More than 420,00 Pennsylvanians and 174,000 households in the commonwealth are receiving increased food assistance due to expanded eligibility through the Supplemental Nutrition Assistance Program (SNAP).
Updated October 1, 2022, those newly eligible for SNAP will receive an average of $63 per month to aid in the purchase of produce, meats, dairy, and additional groceries.
“Being able to eat and nourish yourself every day is one of the most essential building blocks to living well and doing everything else in life,” said Pennsylvania Department of Human Services (DHS) Acting Secretary Meg Snead. “It’s easy to take for granted, but for too many people, being able to afford your next meal isn’t a given. SNAP helps to make that possible. Expanding eligibility for SNAP allows us to extend a reprieve to people who may be struggling so we can help more Pennsylvanians meet this most essential need that literally fuels us to live, work, grow, and thrive, and I strongly encourage Pennsylvanians not currently using this program to apply and see if SNAP can help them make a little extra room in their monthly budget.”
SNAP eligibility is being expanded through Broad-Based Categorical Eligibility (BBCE). A federal program, SNAP’s benefits are funded through the federal budget with states administering eligibility and the issuance of benefits.

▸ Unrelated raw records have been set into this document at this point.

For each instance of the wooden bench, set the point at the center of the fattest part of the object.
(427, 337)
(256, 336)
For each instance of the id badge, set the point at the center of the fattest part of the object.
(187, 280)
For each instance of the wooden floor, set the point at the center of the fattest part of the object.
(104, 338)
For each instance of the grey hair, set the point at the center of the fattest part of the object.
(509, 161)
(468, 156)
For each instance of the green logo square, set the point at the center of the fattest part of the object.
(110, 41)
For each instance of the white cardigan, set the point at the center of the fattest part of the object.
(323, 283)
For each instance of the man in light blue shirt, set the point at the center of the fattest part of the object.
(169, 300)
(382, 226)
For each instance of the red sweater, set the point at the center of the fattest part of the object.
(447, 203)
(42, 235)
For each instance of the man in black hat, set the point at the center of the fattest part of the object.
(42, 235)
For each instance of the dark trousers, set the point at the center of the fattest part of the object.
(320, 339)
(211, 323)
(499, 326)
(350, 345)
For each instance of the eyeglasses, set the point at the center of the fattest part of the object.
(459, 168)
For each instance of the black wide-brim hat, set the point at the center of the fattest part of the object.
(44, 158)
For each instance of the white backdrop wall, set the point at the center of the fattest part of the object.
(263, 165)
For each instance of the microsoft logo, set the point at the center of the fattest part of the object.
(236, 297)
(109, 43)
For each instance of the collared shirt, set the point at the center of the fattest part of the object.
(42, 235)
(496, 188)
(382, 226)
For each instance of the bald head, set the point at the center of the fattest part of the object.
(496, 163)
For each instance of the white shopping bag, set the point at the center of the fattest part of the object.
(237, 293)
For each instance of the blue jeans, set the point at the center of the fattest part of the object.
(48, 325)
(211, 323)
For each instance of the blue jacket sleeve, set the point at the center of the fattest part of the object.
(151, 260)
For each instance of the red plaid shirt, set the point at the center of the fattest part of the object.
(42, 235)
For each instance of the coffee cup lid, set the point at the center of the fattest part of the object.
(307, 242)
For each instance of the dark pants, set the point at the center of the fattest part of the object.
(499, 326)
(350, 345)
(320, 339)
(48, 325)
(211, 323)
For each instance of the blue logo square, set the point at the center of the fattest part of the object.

BBCE allows states to determine income thresholds that are appropriate and extend SNAP benefits to families and individuals whose low income causes them to struggle to purchase food.
“For years, we’ve gotten calls on a daily basis from folks who are hoping to qualify for SNAP but don’t,” Ann Sanders, Public Policy Advocate for Just Harvest, said. “They include parents who are trying to feed their kids, people who are struggling between skyrocketing rents and rising food prices. Often, they’re just a few dollars over the limit, so we’re thrilled that the Wolf Administration found a way to allow more of these households to qualify for some help.”
More than 2 million Pennsylvanians, including one in seven children, experience daily chronic hunger and food insecurity. Increased risks for disease, hospitalization, and increased health care costs can result from chronic nutrient deficiencies. SNAP and other programs help provide access to food for working adults, individuals with disabilities, older adults, and children. Expanding purchasing power means individuals will not have to choose between eating a meal or paying for a doctor’s appointment.
Grocery stores, food retailers, and various farm markets across the commonwealth accept SNAP. Applications for SNAP and additional public assistance programs can be submitted online at www.compass.state.pa.us.